On Mon, Oct 15, 2018 at 08:50:21AM +0000, Raymond Sellars wrote:
Hi
Looking for some insight into mdbox index file management and recovery from corruptions.
I have a two node cluster on NFS with proxy director in front for user stickness. One node (a nominated master) bidirectionally replicates to a 3rd node on a DR site.
We periodically get index file corruptions resulting in rebuilds. However the user experience is poor as messages read/deleted from months/years ago all reappear as unread again.
We've seen corruption because of NFS NTP time sync problems, proxy not being stick, but also the DR node being off line for a while and then tripping corruption within production when it comes back on.
Error message example (1 of):
Error: Corrupted dbox file /mailshare/.. (removed) ../home/mail/storage/m.4 (around offset=993548): EOF reading msg header (got 0/30 bytes) https://wiki2.dovecot.org/MailboxFormat/dbox- i've read up on all the documentation I can find and understand " you must not lose the dbox index files, they can't be regenerated without data loss."
Questions: #1 Any additional tips for avoiding mdbox index corruptions with dsync? Or should I revert to maildir format? I like the performance premise of the mdbox but these index corruptions are a reliability issue.
#2 I'm guessing read status is one of the meta data items lost. But its seems it can't recover it from dovecot.index.backup files either. Any technique to preserve that item as its key to the user experience?

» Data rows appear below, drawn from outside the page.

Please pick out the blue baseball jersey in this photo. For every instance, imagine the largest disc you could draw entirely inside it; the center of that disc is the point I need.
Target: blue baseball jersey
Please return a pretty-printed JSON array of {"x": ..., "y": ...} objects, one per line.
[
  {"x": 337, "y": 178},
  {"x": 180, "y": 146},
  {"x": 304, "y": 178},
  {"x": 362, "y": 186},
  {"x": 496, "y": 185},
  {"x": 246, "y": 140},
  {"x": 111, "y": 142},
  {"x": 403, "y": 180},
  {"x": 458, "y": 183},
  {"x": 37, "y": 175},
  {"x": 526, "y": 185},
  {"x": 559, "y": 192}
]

#3 If index/transaction logs are so critical is there some kind of check point backups I can take? Native dovecot feature or do I need to script something.
#4 I've noticed that rebuilding the index does not work if the dovecot.index.log file is lost (deleted as a hard test). The dovecot.index.cache can be but once the log file i gone messages are not automatically (or manually that i can find) recovered from the storage directory.
I've not seen any dovecot.index.log file corruptions but that file seems very high risk. If rebuilding the index only from the log file or a combination process from storage directory?
Is there perhaps an option to just use the transaction log and not the index? Although that doesn't sound wise for performance.
#5 In additional to status UNREAD we also notice files moved to the trash reappear. Is that expected behavior?
Thanks Raymond
What version of dovecot and what OS are you running? Is NFS linux/bsd/netapp/etc?